First of all, note that for all $n\in\mathbb{N}$ $$\lim_{x\rightarrow\infty}F_n(x)=n\left[\lim_{x\rightarrow\infty}\left(\int_a^{x+\frac{1}{n}}f(t)\mathrm{d}t- \int_a^xf(t)\mathrm{d}t\right)\right]=n\left[\int_a^{\infty}f(t)\mathrm{d}t-\int_a^{\infty}f(t)\mathrm{d}t\right]=0.$$ Now let $\varepsilon>0$ be arbitrary. By uniform continuity, there is a $\delta>0$ such that for all $t,x\in\left[a,\infty\right)$, we have $|f(t)-f(x)|<\varepsilon$ whenever $|t-x|<\delta$. Pick $N\in\mathbb{N}$ such that $\frac{1}{n}<\delta$ for all $n\ge N$. Then for all $x\in\left[a,\infty\right)$, we have $$\left|n\int_x^{x+\frac{1}{n}}f(t)\mathrm{d}t-f(x)\right|=\left|n\int_x^{x+\frac{1}{n}}f(t)-f(x)\mathrm{d}t\right|\le n\int_x^{x+\frac{1}{n}}|f(t)-f(x)|\mathrm{d}t\le\varepsilon.$$ Since $\varepsilon$ and $x$ were arbitrary, we conclude that $\lVert F_n-f\rVert\rightarrow0$ as $n\rightarrow\infty$, i.e. $F_n\rightarrow f$ uniformly. Thus, $$\lim_{x\rightarrow\infty}f(x)=\lim_{x\rightarrow\infty}\lim_{n\rightarrow\infty}F_n(x)=\lim_{n\rightarrow\infty}\lim_{x\rightarrow\infty}F_n(x)=0.$$

Assume that $\lim_{x \to \infty}f(x) =0$ does not hold and arrive at contradiction with the fact that the integral of $f$ is convergent.

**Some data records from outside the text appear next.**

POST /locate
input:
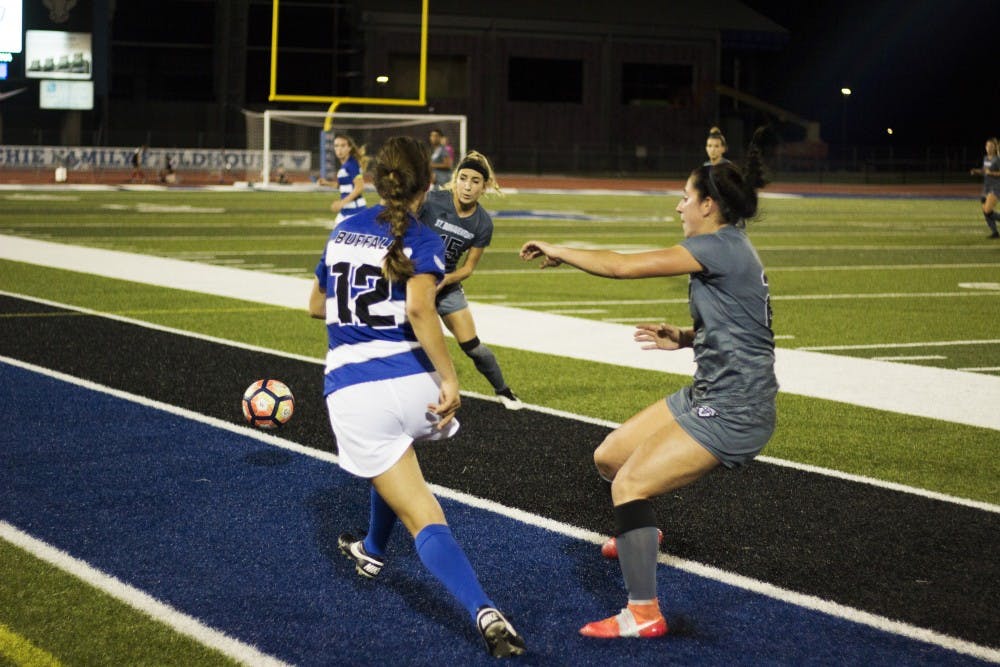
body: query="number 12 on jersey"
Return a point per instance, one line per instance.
(360, 289)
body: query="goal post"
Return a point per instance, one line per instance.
(284, 137)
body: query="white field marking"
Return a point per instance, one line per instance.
(202, 254)
(309, 222)
(40, 197)
(887, 267)
(878, 248)
(880, 346)
(536, 408)
(790, 269)
(196, 224)
(579, 311)
(147, 207)
(191, 627)
(938, 393)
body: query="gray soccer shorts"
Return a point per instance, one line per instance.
(734, 435)
(451, 300)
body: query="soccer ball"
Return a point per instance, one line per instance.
(268, 404)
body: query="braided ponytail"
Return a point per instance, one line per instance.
(402, 174)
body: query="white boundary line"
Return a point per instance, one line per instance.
(938, 393)
(871, 481)
(191, 627)
(137, 599)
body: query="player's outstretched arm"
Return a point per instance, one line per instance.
(422, 315)
(663, 336)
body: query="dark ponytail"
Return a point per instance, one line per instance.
(402, 173)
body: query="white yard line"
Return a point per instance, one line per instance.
(938, 393)
(137, 599)
(239, 651)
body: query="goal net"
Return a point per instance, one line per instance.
(295, 143)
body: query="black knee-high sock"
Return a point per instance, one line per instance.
(638, 546)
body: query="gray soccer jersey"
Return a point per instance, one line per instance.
(731, 307)
(458, 234)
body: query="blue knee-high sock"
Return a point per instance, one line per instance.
(440, 553)
(380, 523)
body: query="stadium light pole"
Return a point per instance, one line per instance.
(845, 93)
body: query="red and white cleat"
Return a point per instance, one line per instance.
(610, 548)
(627, 624)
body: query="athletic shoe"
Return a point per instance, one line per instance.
(502, 641)
(625, 624)
(509, 400)
(366, 565)
(610, 548)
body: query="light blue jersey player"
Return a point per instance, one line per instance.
(350, 178)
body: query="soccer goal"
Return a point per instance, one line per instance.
(301, 142)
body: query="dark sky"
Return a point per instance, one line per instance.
(930, 69)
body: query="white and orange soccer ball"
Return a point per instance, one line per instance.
(268, 404)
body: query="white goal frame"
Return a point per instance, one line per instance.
(343, 120)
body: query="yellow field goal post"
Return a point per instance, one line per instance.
(300, 142)
(336, 101)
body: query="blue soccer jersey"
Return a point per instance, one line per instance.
(368, 334)
(346, 176)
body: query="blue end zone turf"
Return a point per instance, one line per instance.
(242, 536)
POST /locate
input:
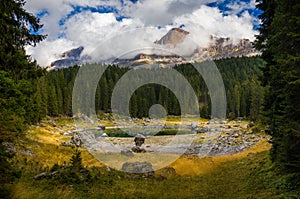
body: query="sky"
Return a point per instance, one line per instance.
(114, 27)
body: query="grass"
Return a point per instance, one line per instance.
(249, 174)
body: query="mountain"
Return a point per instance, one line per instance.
(68, 59)
(220, 48)
(173, 37)
(150, 60)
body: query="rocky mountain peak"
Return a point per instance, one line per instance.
(173, 37)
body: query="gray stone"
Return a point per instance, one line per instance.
(127, 153)
(67, 144)
(41, 176)
(139, 139)
(138, 167)
(75, 139)
(138, 149)
(104, 135)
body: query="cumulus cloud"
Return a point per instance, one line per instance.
(105, 37)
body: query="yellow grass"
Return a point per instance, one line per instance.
(197, 166)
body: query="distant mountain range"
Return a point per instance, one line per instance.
(218, 48)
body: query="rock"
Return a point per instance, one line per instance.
(52, 123)
(139, 139)
(194, 125)
(75, 139)
(41, 176)
(127, 153)
(250, 125)
(137, 149)
(52, 174)
(101, 127)
(28, 151)
(67, 133)
(67, 144)
(104, 135)
(168, 171)
(138, 167)
(10, 147)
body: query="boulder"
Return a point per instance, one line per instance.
(75, 139)
(104, 135)
(67, 144)
(138, 149)
(41, 176)
(194, 126)
(101, 127)
(138, 167)
(127, 153)
(139, 139)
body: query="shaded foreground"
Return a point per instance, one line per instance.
(248, 174)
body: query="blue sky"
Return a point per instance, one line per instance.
(73, 23)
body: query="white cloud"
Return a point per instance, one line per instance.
(102, 35)
(208, 21)
(49, 51)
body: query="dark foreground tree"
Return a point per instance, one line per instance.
(279, 39)
(18, 77)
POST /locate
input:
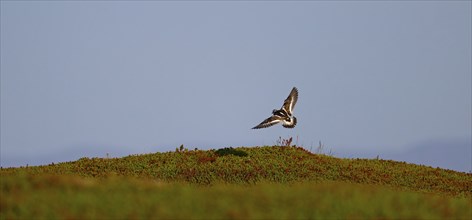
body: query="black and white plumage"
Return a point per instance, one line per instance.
(284, 114)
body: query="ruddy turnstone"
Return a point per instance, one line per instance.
(283, 114)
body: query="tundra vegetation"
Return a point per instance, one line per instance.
(267, 182)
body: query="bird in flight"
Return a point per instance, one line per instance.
(283, 114)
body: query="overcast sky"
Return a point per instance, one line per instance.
(87, 79)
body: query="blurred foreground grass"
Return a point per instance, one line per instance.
(72, 197)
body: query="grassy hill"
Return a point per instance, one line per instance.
(257, 182)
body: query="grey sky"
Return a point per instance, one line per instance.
(82, 79)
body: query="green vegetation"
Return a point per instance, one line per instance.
(234, 183)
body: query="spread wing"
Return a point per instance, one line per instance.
(274, 119)
(291, 100)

If $\lim_{x \to \infty} f(x) = 0$ does not hold then there exists $\epsilon_0 > 0$ and a sequence $x_n \to \infty$ such that $|f(x_n)| \geqslant \epsilon_0$ for all $n$.

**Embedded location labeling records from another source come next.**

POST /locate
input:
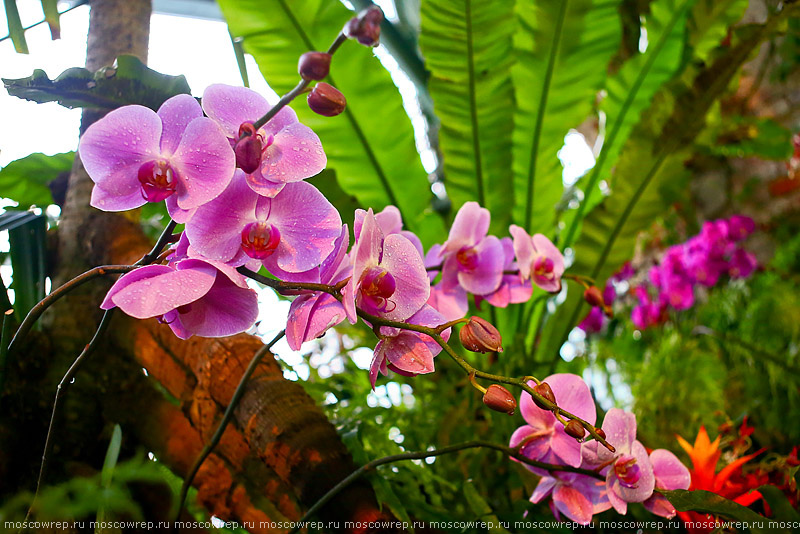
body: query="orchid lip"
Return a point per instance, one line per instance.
(467, 258)
(627, 471)
(260, 239)
(158, 180)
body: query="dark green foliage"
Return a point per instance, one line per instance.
(128, 82)
(707, 502)
(26, 180)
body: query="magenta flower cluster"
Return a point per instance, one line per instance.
(238, 188)
(630, 473)
(700, 261)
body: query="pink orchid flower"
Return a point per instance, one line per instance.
(406, 352)
(389, 277)
(576, 496)
(471, 258)
(629, 473)
(543, 438)
(670, 474)
(513, 289)
(194, 297)
(294, 231)
(282, 151)
(538, 259)
(311, 314)
(135, 155)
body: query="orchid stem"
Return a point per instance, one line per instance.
(67, 379)
(420, 455)
(298, 89)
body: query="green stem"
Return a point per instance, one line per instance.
(67, 379)
(298, 89)
(358, 473)
(54, 296)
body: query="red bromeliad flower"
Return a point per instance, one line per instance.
(728, 482)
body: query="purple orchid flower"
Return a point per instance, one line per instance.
(194, 297)
(670, 474)
(135, 155)
(389, 277)
(740, 226)
(280, 152)
(389, 222)
(293, 232)
(543, 438)
(629, 473)
(742, 264)
(513, 289)
(469, 256)
(406, 352)
(594, 321)
(576, 496)
(311, 314)
(538, 258)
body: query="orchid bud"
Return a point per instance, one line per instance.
(326, 100)
(574, 429)
(594, 297)
(545, 391)
(500, 399)
(314, 65)
(366, 27)
(479, 335)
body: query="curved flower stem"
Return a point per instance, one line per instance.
(165, 238)
(50, 299)
(298, 89)
(67, 379)
(523, 384)
(435, 333)
(280, 285)
(226, 417)
(420, 455)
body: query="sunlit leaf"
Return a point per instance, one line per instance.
(468, 49)
(371, 144)
(563, 49)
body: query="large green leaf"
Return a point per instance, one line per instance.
(128, 82)
(371, 144)
(468, 48)
(652, 158)
(25, 180)
(631, 90)
(563, 50)
(711, 503)
(27, 233)
(15, 29)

Assume WLOG that $f(x_n) \geqslant \epsilon_0$.

There exists by uniform continuity of $f$ a $\delta > 0$ such that $|f(t) - f(x_n)| < \epsilon_0/2$ for all $t \in [x_n - \delta,x_n + \delta].$

This implies $f(t) > \epsilon_0/2$ and

$$ \int_{x_n - \delta}^{x_n + \delta} f(t) \, dt > \epsilon_0\delta$$

This violates the Cauchy criterion for convergence of the improper integral since $x_n$ can be arbitrarily large.